Dosage Forms & Strengths

capsule

  • 10mg

Acute Promyelocytic Leukemia

For use in patients with APL classification M3, which is characterized by the presence of t(15;17) translocation and/or the presence of the PML/RAR-alpha gene, who are refractory to, or have relapsed from, anthracycline chemotherapy, as well as for use in patients for whom anthracycline-based chemotherapy is contraindicated

Remission Induction

  • 45 mg/m²/day PO divided q12hr  
  • Discontinue 30 days after complete remission or 90 days after start of treatment (whichever comes first)

Remission Induction In Combination with an Anthracycline

  • 45 mg/m²/day PO divided q12hr  
  • Discontinue 30 days after complete remission or 90 days after start of treatment (whichever comes first)

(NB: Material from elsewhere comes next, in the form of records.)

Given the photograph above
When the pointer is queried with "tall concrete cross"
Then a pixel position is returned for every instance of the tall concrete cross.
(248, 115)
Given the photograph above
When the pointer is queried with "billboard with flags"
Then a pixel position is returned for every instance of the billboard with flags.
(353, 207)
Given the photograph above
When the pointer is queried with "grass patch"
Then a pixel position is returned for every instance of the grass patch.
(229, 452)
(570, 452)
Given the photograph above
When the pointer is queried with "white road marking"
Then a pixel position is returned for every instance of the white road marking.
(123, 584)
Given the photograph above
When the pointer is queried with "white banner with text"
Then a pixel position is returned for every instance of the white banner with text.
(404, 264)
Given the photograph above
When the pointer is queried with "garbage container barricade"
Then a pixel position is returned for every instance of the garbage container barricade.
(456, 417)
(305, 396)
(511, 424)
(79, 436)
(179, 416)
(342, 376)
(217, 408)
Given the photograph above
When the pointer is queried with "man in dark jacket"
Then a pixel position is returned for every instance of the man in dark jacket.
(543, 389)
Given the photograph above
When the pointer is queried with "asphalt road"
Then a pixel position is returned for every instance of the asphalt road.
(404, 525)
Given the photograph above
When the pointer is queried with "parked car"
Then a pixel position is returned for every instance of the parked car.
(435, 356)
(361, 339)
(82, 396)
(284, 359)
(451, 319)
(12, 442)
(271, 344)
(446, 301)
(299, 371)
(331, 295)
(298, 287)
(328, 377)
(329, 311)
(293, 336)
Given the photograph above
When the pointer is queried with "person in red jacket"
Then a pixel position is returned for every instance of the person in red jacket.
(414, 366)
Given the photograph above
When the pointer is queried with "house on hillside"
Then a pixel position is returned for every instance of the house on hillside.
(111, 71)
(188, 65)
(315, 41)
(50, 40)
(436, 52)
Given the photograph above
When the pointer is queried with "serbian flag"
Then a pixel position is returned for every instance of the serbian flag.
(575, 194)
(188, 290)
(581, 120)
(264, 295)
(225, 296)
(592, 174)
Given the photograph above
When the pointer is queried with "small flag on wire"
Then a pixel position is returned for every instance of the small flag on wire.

Consolidation Therapy (Off-label)

  • Intermediate and high risk patients: 45 mg/m² PO divided q12hr for 15 days/month for 3 months

Maintenance of Remission (Off-label)

  • 45 mg/m²/day PO divided q12hr for 15 days every 3 months for 2 years

Dosing Adjustment (Toxicity)

APL differentiation syndrome: 10 mg dexamethasone IV q12hr for 3-5 days; consider interrupting tretinoin until resolution of hypoxia

Liver function tests >5 times upper limit of normal: Consider withholding treatment temporarily

Patient Monitoring

Monitor CBC, coagulation, liver function tests, serum lipids

Dosage Forms & Strengths

capsule

  • 10mg

Acute promyelocytic leukemia

For use in patients with APL classification M3, which is characterized by the presence of t(15;17) translocation and/or the presence of the PML/RAR-alpha gene, who are refractory to, or have relapsed from, anthracycline chemotherapy, as well as in patients in whom anthracycline-based chemotherapy is contraindicated

Remission Induction

  • 45 mg/m²/day PO divided q12hr  
  • Discontinue 30 days after remission or 90 days after start of treatment (whichever comes first)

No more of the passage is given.